Sunday, 19 June 2011

Developments in the Struggle against Somali Piracy

Problems Around the Horn of Africa Represent Mixed Fortunes for Freight Shipping  



Shipping News Feature
SOMALIA – The struggle against the problem of piracy around the Horn of Africa and the Indian Ocean has experienced mixed fortunes this week with news of sentencing of foreign ransom couriers by a court in Mogadishu and a spat between navies that are supposed to be cooperating in protecting the sea lanes in the region from depredations.
Yesterday three British citizens, two Kenyans and an American were each sentenced to serve prison terms of between ten-and-fifteen years after being arrested in Mogadishu on May the 24th for bringing alleged pirate ransom money – some $3.6 million in cash - illegally into the country.
Amongst the convicted man are Britons Matthew Brown, a pilot, and Andrew Oaks and Alex James who work forSalama Fikira, a Mauritius-based risk management consultancy.
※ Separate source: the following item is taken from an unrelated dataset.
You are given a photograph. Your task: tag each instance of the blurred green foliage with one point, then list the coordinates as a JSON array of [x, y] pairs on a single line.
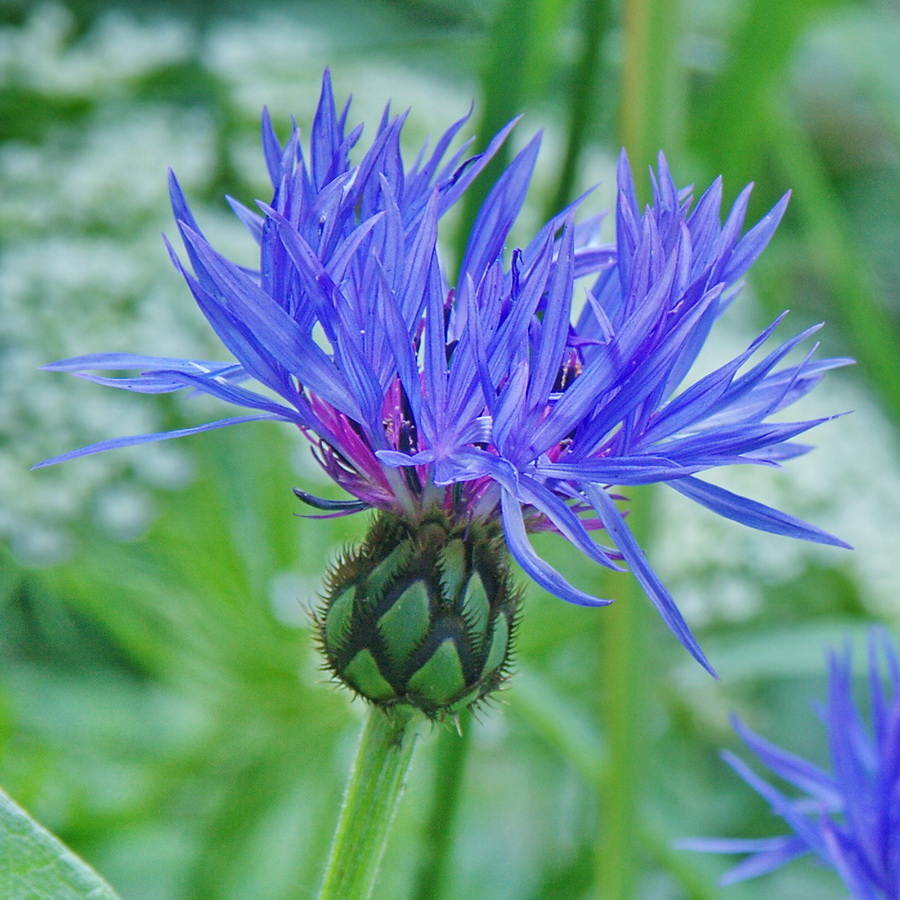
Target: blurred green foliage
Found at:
[[161, 707]]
The British Foreign Office said that it was aware of the situation and that they had “…impressed upon the transitional federal government the need to ensure the safety and security of the group while legal options are considered”.
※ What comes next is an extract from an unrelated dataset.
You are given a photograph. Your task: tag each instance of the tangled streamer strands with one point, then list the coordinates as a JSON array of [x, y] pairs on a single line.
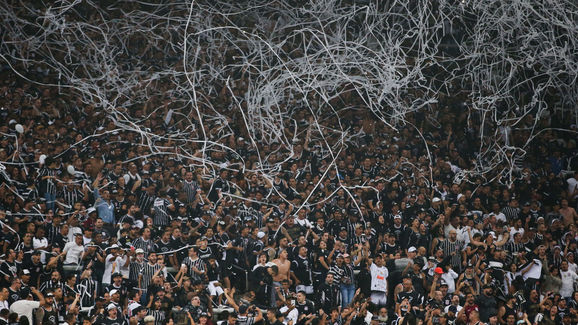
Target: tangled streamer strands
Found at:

Although it has become a common practice for shipping lines to pay ransoms to pirates to secure the release of seized crews and vessels - with a UN report stating that $112 million in ransoms were paid to Somali pirates last year alone – the Somali government has outlawed the payment of ransom on the understandable grounds that it actually encourages piracy and, allegedly, funds the terrorist groups ravaging the country.
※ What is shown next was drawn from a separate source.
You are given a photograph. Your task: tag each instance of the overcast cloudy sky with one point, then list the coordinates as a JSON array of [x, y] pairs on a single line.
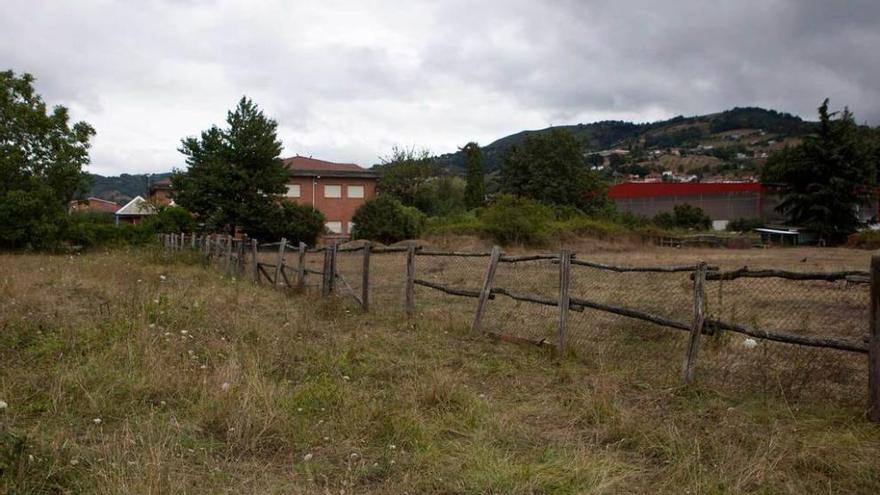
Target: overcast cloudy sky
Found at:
[[346, 80]]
The judgement brings into question just what the situation is for ship owners and lines that have had vessels captured in how they can get their property and personnel released safely.
In addition to the court case, a diplomatic spat has blown up between the Indian and Pakistani navy’s regarding actions that occurred whilst two of their vessels were engaged on anti-piracy work off the coast of Somalia.
On the 16th of June the two navies were engaged in escorting the recently released MV Suez – whose crew has both Indian and Pakistani nationals - away from the Somali coast when their respective vessels, the INS Godavari and PNS Babur, brushed against one another.
This led to the Pakistani government issuing a formal protest to the Indian High Commission in Islamabad over what it describes as “a serious violation of international regulations pertaining to safe conduct at high seas and of the India-Pakistan Agreement of 1991 on Advance Notice of Military Exercise Manoeuvres and Troops Movements” and an accusation that the INS Godavari was acting with “aggression”.
Quite why the incident happened is not clear; suffice to say that the Indian government has issued a counter-complaint alleging that it was the Pakistani frigate that brushed against their vessel whilst engaged in “risky manoeuvres” that “jeopardised the safety of INS Godavari and its crew”.
While it is tempting to wonder if the mixed crew aboard the MV Suez suffered similar problems whilst transiting the ships corridors and gang-ways, unlikely given the professional reputation that crew from the entire sub-continental region enjoys, the incident does show up how stresses can disrupt the multi-national coalition efforts to work together to deal with the thorny issue of piracy.
A further development is the announcement that the Dutch parliament has voted to allow their military to perform pre-emptive strikes on pirate targets ashore in Somalia without consulting with the government in Mogadishu. The Dutch government state that the existing UN mandate on the issue allows them the right to take such actions if they believe them necessary. The Royal Netherlands Ship Owners Association, the KNVR, has welcomed the decision.
As a final piece, the Handy Shipping Guide wishes to make a clarification concerning a ‘viral’ email that is circulating at the moment showing the capture of pirate boat by Russian marines. The email states that the Somali pirates shown captured in the video (discretion advised before watching) were then handcuffed to their vessel prior to its destruction.
Though no one from the Russian Ministries of Foreign Affairs or Defence were available to comment on the video, the Handy Shipping Guide understands that this is not the case and that the pirates were transferred to the destroyer Admiral Panteleyev and received medical treatment.